The companies that will be successful in this field will be ones that can “bundle” the medications needed to treat certain cancers. Thus, it will behoove companies to develop, either internally or through alliances, the best drugs to treat certain cancers. By having these multiple agents in hand, one can envision a scenario where a company can work with healthcare providers to deliver triple therapies at a reasonable cost. There is evidence that such positioning is already happening. BMS and Roche recently have joined forces to combat melanoma. They have agreed to fund clinical studies that combine BMS’s recently approved melanoma drug, ipilimumab, with Roche’s late stage clinical compound, vemurafenib.

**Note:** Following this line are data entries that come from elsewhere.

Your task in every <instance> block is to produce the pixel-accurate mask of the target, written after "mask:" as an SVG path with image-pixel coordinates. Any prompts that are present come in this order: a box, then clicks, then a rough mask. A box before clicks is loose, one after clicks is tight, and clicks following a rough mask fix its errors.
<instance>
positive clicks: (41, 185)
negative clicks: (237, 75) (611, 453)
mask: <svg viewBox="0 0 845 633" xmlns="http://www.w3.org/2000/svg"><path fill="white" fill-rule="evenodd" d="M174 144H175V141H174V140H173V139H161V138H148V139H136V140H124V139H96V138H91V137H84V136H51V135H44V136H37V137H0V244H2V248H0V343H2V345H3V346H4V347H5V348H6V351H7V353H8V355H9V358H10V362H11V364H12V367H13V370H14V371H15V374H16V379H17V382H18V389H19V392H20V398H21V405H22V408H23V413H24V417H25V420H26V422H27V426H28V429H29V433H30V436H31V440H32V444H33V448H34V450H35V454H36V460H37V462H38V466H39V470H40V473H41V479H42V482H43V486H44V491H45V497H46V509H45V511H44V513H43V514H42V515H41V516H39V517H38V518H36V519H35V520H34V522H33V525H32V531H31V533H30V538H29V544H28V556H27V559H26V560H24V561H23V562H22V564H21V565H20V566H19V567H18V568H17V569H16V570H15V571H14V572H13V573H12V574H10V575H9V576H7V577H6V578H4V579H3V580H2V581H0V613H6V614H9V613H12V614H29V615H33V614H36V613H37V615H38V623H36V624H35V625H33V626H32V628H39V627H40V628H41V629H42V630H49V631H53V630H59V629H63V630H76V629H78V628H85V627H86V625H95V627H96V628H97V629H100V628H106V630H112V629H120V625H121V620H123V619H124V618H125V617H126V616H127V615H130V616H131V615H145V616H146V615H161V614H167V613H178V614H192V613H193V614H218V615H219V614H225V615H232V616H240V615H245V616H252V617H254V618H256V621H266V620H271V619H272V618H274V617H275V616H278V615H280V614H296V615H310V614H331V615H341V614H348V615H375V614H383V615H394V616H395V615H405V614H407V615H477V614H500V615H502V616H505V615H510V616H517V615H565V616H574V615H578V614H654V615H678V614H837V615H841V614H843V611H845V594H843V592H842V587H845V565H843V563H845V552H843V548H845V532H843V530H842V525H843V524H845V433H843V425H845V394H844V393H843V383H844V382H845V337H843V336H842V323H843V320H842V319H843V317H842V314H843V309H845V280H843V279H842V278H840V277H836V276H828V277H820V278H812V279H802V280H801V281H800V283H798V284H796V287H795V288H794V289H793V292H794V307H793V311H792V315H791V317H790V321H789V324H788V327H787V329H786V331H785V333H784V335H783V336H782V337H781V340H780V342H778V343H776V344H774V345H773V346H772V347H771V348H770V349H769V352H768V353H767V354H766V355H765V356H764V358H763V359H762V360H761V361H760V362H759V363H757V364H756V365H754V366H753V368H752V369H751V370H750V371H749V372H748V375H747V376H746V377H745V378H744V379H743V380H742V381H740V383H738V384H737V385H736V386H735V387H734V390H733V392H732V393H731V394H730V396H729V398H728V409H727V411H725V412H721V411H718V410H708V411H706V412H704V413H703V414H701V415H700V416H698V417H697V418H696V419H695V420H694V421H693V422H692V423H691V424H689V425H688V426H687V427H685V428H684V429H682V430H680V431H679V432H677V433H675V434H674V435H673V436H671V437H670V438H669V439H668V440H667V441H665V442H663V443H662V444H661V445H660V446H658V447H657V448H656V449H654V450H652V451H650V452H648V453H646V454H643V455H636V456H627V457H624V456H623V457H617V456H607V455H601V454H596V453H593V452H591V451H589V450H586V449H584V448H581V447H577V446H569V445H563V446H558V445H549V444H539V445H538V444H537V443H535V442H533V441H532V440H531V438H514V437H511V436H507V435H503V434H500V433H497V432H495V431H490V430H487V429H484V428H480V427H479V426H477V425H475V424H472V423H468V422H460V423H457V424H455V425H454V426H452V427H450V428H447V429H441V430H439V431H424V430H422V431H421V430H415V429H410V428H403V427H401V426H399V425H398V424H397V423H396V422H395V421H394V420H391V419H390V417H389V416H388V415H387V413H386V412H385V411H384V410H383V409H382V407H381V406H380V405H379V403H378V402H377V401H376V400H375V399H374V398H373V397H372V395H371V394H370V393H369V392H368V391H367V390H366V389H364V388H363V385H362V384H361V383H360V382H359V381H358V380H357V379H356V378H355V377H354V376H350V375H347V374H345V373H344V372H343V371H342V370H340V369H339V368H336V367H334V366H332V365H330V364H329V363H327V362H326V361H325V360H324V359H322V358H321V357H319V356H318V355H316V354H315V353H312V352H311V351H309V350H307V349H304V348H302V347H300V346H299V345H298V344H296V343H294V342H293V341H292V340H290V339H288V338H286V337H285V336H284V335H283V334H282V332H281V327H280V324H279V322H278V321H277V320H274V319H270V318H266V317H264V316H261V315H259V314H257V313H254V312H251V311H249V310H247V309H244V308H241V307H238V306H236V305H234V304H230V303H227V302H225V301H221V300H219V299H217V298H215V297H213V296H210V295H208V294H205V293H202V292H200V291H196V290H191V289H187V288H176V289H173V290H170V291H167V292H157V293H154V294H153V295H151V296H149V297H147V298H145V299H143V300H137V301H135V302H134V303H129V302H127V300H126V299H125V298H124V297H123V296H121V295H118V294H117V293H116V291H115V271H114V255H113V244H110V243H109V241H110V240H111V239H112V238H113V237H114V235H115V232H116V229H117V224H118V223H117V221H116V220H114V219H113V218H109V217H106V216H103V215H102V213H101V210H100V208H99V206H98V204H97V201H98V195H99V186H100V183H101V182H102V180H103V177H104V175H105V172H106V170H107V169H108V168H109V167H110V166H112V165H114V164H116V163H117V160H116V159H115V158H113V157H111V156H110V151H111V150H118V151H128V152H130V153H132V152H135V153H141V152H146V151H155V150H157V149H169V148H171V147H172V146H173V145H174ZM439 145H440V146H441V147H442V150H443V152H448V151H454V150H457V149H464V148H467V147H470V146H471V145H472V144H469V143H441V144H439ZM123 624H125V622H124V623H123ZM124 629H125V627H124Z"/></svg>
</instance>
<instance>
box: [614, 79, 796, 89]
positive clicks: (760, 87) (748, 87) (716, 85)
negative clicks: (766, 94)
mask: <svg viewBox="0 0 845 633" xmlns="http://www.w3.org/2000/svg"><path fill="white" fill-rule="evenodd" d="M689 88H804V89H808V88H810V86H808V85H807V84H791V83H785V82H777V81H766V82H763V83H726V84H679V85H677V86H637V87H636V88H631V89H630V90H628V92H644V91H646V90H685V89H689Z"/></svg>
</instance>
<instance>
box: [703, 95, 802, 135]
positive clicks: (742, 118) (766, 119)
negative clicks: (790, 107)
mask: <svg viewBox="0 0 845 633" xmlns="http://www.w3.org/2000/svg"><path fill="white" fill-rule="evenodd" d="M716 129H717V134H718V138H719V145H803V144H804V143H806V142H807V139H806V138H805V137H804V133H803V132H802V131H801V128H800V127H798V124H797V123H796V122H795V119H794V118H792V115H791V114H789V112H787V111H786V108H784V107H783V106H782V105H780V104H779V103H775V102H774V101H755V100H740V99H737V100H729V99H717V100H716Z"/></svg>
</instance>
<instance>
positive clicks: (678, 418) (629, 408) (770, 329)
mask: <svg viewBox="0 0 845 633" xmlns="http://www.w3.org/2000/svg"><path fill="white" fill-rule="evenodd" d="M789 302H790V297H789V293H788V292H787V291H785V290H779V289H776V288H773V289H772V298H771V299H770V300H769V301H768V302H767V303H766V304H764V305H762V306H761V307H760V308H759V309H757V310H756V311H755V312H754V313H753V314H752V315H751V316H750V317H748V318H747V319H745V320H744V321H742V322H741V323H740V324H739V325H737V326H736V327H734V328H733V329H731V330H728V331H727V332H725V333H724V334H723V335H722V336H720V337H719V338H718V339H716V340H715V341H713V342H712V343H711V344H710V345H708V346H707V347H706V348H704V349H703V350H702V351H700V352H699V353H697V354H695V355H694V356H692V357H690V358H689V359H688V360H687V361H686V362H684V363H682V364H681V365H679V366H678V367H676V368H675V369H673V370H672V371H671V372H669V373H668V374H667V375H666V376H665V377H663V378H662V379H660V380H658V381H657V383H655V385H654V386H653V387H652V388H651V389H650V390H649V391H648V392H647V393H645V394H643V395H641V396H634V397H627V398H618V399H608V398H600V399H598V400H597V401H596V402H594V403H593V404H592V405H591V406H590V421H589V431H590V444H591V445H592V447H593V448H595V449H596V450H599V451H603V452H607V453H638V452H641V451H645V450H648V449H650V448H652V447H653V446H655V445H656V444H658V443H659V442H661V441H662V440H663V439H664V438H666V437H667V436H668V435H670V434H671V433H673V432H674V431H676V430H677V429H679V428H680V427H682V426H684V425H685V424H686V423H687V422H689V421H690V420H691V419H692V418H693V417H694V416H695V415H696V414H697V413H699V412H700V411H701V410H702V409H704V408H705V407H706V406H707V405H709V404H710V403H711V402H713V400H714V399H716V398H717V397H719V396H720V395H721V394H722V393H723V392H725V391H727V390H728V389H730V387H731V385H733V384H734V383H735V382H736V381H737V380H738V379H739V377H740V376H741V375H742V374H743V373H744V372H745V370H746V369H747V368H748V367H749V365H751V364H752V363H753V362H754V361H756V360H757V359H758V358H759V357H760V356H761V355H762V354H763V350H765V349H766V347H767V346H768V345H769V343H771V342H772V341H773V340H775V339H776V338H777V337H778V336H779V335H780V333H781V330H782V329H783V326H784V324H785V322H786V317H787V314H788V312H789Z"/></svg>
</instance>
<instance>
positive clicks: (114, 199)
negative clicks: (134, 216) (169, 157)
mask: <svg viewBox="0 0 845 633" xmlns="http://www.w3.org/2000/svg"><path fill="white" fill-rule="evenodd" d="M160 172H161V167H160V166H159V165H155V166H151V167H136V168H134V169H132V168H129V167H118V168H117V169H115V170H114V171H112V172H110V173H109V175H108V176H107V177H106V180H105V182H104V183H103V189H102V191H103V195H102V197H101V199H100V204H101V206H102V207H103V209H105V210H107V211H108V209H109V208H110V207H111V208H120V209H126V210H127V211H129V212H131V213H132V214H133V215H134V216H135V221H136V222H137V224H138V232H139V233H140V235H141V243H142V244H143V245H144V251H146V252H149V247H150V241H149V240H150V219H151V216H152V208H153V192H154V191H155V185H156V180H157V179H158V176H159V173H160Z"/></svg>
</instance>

Both of these attack melanoma in different but potentially complementary ways. Theoretically, the combined therapy should be far more effective than either is alone. Perhaps it is naïve to assume that, should this combined therapy be successful, the cost of this combination would not be additive but rather be lower than the cost of each individually. Nevertheless, one would expect more such joint ventures in the future and as multiple cancer treatments emerge perhaps competition will help drive down price.

The “War on Cancer” has been waged for decades. Now that it appears that the control of this disease is possible, it is imperative to find business models which allow for patients to be treated with medications and protocols that don’t bankrupt the healthcare system.